Dit is thans anders. Je hoort nu zeggen dat iets ‘geestig’ is ook als het alleen om een situatie gaat. In dit gebruik zijn ‘grappig’ en ‘geestig’ synoniemen geworden. En ook is dit ‘geestig’ gelijk aan ‘geinig’. Voor ‘geestig’ in de betekenis van fijnzinnig humoristisch is naar mijn gevoelen niets in de plaats gekomen. Mij bekruipt de beangstigende vraag of dit misschien een gevolg is van het feit dat hier geen behoefte aan bestaat. Is er nog fijnzinnige humor, is er nog geestigheid? Of is er alleen nog maar boertige en kluchtige lol? En grappigheid op basis van sarcasme, ironie en dergelijke. Dit woord ‘ironie’ is zelf ook al aan betekenisverandering onderhevig. Het raakt steeds meer los van de humor van de spot, zoals onder meer blijkt uit het feit dat een formulering ‘ironisch genoeg’ al min of meer tot een cliché-uitdrukking is geworden. Hiermee wordt dan bedoeld ‘zeer merkwaardig’.

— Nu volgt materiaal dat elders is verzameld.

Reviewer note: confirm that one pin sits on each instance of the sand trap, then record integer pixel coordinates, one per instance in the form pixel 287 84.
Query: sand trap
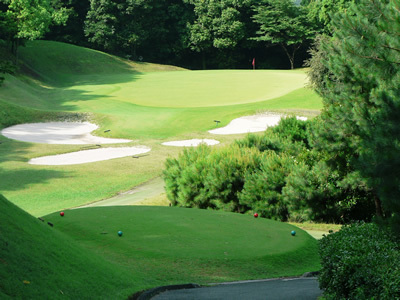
pixel 87 156
pixel 58 133
pixel 248 124
pixel 191 143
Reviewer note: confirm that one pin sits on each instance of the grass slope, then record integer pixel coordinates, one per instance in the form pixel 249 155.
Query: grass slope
pixel 169 245
pixel 62 81
pixel 39 262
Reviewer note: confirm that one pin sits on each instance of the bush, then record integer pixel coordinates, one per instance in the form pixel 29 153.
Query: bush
pixel 206 177
pixel 361 261
pixel 262 190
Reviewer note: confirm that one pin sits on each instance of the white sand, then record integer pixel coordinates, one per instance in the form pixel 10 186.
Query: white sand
pixel 58 133
pixel 87 156
pixel 191 143
pixel 248 124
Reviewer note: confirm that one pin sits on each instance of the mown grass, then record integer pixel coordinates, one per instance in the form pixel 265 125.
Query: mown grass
pixel 168 245
pixel 82 256
pixel 48 91
pixel 39 262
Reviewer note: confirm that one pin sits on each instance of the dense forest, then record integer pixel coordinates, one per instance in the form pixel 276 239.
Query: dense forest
pixel 195 34
pixel 354 67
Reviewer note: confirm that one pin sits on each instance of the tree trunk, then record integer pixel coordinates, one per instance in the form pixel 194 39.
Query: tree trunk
pixel 378 207
pixel 203 60
pixel 290 56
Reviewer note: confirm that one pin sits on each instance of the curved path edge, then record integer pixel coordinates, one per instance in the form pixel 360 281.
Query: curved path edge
pixel 304 287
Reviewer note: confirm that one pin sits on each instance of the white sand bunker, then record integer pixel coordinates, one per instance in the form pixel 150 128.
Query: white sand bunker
pixel 87 156
pixel 58 133
pixel 191 143
pixel 248 124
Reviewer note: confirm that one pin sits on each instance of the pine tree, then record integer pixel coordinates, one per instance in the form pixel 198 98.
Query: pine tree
pixel 361 118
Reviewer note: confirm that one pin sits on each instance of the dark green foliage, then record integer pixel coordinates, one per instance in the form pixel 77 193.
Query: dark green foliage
pixel 362 109
pixel 361 261
pixel 210 178
pixel 262 190
pixel 277 174
pixel 283 23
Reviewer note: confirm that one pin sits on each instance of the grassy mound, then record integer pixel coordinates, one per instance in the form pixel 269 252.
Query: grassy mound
pixel 169 245
pixel 39 262
pixel 130 100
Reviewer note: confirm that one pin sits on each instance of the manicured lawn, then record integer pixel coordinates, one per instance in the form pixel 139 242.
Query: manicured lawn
pixel 121 96
pixel 82 256
pixel 175 245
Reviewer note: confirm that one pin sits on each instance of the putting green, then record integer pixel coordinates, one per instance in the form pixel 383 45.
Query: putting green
pixel 197 88
pixel 65 79
pixel 187 234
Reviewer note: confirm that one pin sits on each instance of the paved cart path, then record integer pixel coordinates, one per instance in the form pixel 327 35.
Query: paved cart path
pixel 275 289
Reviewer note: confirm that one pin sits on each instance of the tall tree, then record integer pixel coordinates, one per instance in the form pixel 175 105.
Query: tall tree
pixel 29 20
pixel 361 115
pixel 283 23
pixel 217 25
pixel 321 11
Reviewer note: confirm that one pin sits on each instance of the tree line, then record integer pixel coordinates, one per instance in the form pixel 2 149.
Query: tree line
pixel 341 166
pixel 191 33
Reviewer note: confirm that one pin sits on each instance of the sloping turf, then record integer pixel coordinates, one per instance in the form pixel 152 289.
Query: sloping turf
pixel 39 262
pixel 58 80
pixel 167 245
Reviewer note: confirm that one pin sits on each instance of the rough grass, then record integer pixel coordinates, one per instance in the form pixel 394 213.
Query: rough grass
pixel 39 262
pixel 47 90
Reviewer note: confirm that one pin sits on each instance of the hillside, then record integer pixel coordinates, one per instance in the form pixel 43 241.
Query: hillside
pixel 39 262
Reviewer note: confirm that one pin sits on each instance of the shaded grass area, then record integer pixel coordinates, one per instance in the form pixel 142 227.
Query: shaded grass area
pixel 39 262
pixel 169 245
pixel 46 90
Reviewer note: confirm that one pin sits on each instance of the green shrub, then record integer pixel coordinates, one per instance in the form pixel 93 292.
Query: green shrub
pixel 206 177
pixel 361 261
pixel 262 190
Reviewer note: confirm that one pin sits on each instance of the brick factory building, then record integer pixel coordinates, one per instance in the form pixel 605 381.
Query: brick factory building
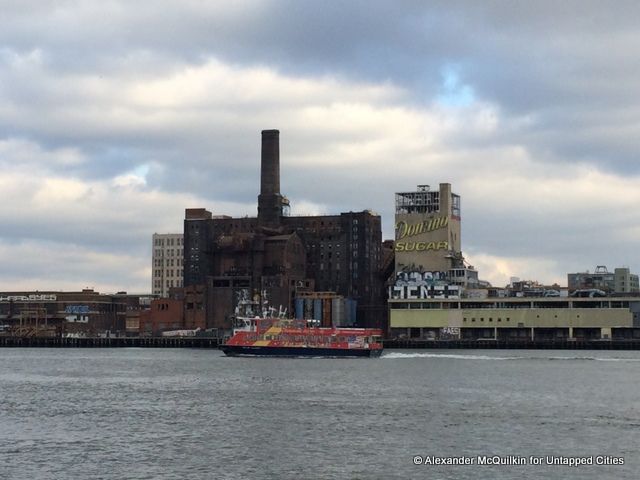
pixel 275 257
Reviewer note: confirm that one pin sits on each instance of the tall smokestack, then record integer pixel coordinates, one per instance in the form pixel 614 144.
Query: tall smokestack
pixel 270 172
pixel 270 200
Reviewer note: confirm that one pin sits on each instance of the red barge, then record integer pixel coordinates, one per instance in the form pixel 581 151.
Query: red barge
pixel 300 338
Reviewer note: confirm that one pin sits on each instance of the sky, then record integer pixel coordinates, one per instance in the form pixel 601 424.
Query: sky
pixel 115 116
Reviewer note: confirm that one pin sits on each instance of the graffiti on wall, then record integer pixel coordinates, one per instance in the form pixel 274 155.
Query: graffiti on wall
pixel 416 284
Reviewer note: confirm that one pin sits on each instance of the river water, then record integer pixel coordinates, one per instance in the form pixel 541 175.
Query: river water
pixel 195 414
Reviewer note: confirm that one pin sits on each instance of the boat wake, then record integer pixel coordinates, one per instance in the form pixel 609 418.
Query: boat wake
pixel 398 355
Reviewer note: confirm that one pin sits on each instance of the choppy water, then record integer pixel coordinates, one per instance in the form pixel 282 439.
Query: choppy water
pixel 174 414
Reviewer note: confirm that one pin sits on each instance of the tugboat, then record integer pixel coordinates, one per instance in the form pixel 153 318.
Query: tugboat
pixel 279 337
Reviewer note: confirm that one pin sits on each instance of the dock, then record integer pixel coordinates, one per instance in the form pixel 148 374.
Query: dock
pixel 110 342
pixel 538 344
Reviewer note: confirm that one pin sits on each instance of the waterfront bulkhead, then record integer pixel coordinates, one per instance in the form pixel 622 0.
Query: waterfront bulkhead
pixel 537 318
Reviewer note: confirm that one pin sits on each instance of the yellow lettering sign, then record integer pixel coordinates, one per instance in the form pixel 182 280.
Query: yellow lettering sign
pixel 420 246
pixel 404 229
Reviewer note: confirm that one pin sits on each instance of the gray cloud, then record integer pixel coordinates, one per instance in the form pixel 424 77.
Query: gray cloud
pixel 502 99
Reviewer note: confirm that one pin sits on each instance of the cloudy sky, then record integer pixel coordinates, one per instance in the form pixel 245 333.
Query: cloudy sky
pixel 115 116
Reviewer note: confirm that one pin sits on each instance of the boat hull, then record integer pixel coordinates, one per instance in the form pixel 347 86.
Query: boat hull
pixel 266 351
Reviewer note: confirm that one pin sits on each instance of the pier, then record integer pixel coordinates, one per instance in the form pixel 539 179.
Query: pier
pixel 110 342
pixel 538 344
pixel 212 342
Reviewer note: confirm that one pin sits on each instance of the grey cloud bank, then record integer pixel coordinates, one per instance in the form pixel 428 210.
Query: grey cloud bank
pixel 116 116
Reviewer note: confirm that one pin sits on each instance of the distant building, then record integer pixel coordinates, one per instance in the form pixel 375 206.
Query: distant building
pixel 428 256
pixel 167 262
pixel 274 257
pixel 621 280
pixel 54 313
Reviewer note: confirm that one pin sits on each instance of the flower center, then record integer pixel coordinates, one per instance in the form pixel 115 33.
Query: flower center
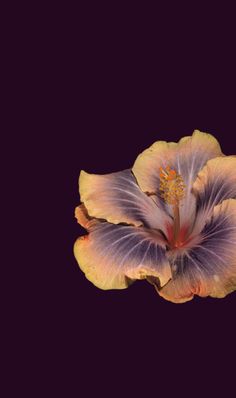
pixel 172 189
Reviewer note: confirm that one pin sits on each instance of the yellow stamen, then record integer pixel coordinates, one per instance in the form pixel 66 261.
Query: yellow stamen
pixel 171 186
pixel 172 191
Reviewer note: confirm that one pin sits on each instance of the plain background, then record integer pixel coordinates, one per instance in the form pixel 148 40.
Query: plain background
pixel 99 84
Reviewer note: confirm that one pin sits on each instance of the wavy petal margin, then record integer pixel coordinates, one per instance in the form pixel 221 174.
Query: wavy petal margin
pixel 112 256
pixel 209 268
pixel 187 157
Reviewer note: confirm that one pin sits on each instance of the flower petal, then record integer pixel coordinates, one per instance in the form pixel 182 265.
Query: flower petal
pixel 117 198
pixel 111 256
pixel 214 183
pixel 209 268
pixel 187 157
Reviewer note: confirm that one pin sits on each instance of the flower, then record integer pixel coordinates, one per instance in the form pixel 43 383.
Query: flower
pixel 171 220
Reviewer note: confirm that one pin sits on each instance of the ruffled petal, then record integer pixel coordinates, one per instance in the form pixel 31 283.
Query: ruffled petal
pixel 112 256
pixel 209 268
pixel 187 157
pixel 215 182
pixel 117 198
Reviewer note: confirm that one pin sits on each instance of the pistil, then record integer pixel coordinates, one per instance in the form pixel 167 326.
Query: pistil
pixel 172 191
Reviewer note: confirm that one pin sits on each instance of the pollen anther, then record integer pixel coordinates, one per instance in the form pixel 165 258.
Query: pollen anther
pixel 171 186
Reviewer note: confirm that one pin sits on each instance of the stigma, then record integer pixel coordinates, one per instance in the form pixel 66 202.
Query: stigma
pixel 172 186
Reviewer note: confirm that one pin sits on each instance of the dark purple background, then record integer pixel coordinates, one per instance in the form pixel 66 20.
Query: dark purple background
pixel 102 85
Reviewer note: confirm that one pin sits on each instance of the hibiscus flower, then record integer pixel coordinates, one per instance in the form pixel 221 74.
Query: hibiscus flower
pixel 171 220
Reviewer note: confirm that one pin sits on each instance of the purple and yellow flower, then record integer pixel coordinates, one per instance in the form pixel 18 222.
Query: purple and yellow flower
pixel 171 220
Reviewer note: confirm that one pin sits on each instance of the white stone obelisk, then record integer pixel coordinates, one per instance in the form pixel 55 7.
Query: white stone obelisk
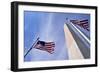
pixel 73 49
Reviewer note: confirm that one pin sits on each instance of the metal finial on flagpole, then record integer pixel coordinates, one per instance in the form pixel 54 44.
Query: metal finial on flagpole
pixel 31 47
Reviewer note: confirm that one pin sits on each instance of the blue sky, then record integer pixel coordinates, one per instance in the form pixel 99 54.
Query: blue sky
pixel 49 27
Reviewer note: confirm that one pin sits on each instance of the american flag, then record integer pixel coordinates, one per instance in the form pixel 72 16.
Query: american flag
pixel 82 23
pixel 45 46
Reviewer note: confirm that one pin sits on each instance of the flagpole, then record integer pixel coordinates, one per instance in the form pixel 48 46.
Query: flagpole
pixel 31 47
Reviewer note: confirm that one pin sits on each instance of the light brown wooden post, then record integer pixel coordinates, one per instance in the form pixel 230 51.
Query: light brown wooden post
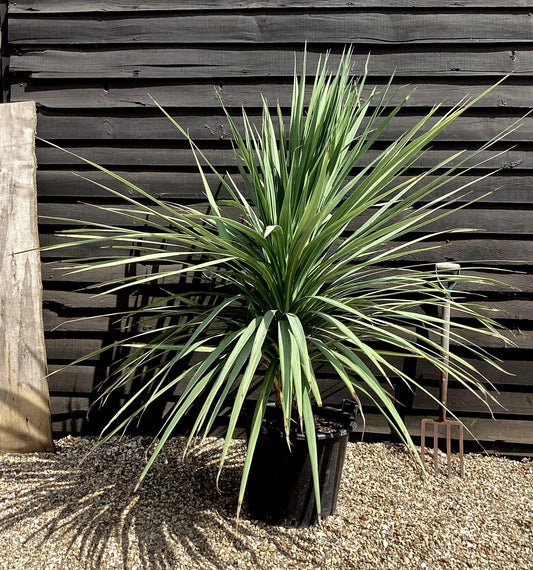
pixel 24 401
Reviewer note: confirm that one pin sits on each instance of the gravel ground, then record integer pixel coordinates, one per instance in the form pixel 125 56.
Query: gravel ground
pixel 70 511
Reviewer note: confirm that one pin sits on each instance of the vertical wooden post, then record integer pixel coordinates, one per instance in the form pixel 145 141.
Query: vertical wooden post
pixel 25 424
pixel 4 89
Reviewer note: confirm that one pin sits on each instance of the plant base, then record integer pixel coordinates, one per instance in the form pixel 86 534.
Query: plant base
pixel 280 486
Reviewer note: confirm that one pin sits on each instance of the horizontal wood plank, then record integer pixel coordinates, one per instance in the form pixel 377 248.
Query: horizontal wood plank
pixel 494 221
pixel 171 157
pixel 344 27
pixel 144 126
pixel 483 429
pixel 77 6
pixel 157 63
pixel 515 92
pixel 188 186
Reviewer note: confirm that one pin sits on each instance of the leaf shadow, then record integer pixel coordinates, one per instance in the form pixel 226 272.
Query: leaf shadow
pixel 92 504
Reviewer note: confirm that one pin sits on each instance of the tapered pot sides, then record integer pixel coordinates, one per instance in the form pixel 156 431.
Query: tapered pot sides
pixel 280 485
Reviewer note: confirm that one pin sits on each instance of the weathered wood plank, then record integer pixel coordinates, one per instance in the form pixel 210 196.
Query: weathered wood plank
pixel 485 430
pixel 157 63
pixel 145 126
pixel 67 350
pixel 350 26
pixel 24 403
pixel 477 250
pixel 168 157
pixel 187 186
pixel 515 92
pixel 504 222
pixel 461 401
pixel 77 6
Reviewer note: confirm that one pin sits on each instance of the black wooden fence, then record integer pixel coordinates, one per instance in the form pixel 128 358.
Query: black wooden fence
pixel 93 66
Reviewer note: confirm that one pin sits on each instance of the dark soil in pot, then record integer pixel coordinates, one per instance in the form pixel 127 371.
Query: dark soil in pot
pixel 280 486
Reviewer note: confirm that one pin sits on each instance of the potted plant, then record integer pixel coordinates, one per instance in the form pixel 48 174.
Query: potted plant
pixel 299 264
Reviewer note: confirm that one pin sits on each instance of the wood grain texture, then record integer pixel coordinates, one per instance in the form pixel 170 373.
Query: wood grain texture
pixel 93 67
pixel 24 403
pixel 177 158
pixel 499 190
pixel 340 27
pixel 172 63
pixel 78 6
pixel 145 125
pixel 514 93
pixel 489 221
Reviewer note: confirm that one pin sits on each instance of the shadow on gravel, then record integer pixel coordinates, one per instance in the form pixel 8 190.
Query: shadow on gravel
pixel 91 508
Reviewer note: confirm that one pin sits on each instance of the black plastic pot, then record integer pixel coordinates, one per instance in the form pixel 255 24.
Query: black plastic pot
pixel 280 485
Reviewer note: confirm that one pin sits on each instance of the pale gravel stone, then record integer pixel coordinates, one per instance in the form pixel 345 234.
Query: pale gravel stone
pixel 74 510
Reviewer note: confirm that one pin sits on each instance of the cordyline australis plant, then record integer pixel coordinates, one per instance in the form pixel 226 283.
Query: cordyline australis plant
pixel 292 261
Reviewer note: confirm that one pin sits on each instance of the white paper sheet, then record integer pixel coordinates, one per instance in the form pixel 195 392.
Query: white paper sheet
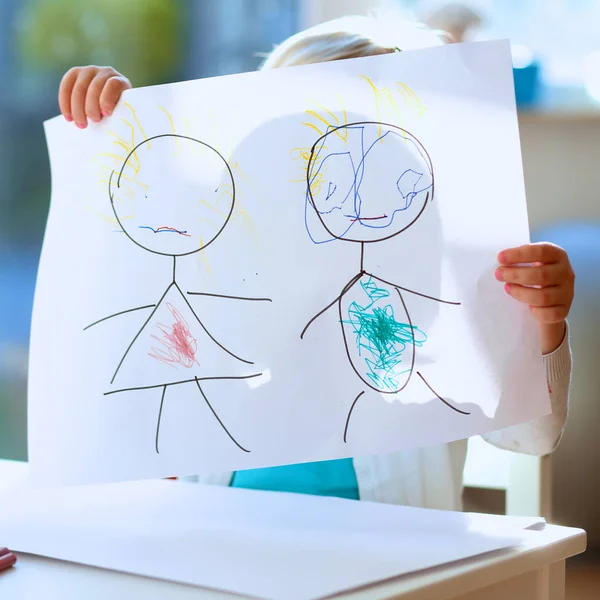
pixel 259 544
pixel 143 365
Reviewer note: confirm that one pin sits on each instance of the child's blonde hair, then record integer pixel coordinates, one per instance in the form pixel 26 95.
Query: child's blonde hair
pixel 351 37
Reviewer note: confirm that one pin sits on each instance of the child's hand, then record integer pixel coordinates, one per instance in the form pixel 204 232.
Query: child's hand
pixel 540 275
pixel 90 92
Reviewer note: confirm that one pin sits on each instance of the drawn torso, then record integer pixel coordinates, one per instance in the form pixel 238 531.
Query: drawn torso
pixel 379 336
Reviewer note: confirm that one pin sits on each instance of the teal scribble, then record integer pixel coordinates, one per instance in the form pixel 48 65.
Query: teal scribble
pixel 380 338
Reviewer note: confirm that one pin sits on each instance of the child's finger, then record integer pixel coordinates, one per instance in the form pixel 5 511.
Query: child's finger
pixel 531 253
pixel 79 94
pixel 548 296
pixel 92 98
pixel 544 275
pixel 65 91
pixel 111 93
pixel 549 314
pixel 7 560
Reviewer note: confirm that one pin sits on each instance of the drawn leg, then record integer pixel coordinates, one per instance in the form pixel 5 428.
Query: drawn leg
pixel 217 417
pixel 162 399
pixel 462 412
pixel 350 414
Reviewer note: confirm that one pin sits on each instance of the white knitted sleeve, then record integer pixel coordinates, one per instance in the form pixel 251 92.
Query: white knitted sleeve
pixel 542 436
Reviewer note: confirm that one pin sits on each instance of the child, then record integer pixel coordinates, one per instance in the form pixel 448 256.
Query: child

En dan onschuldig. Bij de oorspronkelijke betekenis van ‘niet schuldig’ heeft zich al eerder die van ‘geen kwaad kunnen’ gevoegd: een onschuldig genoegen. Sinds enkele jaren is nog weer een andere betekenis van ‘onschuldig’ in zwang gekomen. We horen en lezen nu regelmatig over ‘onschuldige burgers’ die slachtoffers zijn van gijzelingen, vliegtuigkapingen en dergelijke. Een niet helemaal onschuldige - in ieder geval niet bepaald taalverrijkende - ontwikkeling, vind ik. Als kan worden gesproken van ‘onschuldige burgers’ bij gijzelingen en kapingen, wat zijn dan wel daarbij betrokken schuldige burgers? Dat ‘daarbij betrokken’, daar gaat het om. Met ‘onschuldige burgers’ worden in de genoemde context bedoeld burgers die willekeurig tot slachtoffers van die gijzelingen en kapingen zijn gemaakt en die daarmee als individuen niets uitstaande hebben.
Niet mooi deze betekenisevolutie van ‘onschuldig’ en ook niet ‘geestig’, zelfs niet in de betekenis van alleen maar grappig. Maar ‘ironisch genoeg’ al zozeer ingeburgerd dat het niet meer is weg te denken.
Best aardig, het speuren naar dit soort ontwikkelingen in het woordgebruik. Een onschuldig genoegen.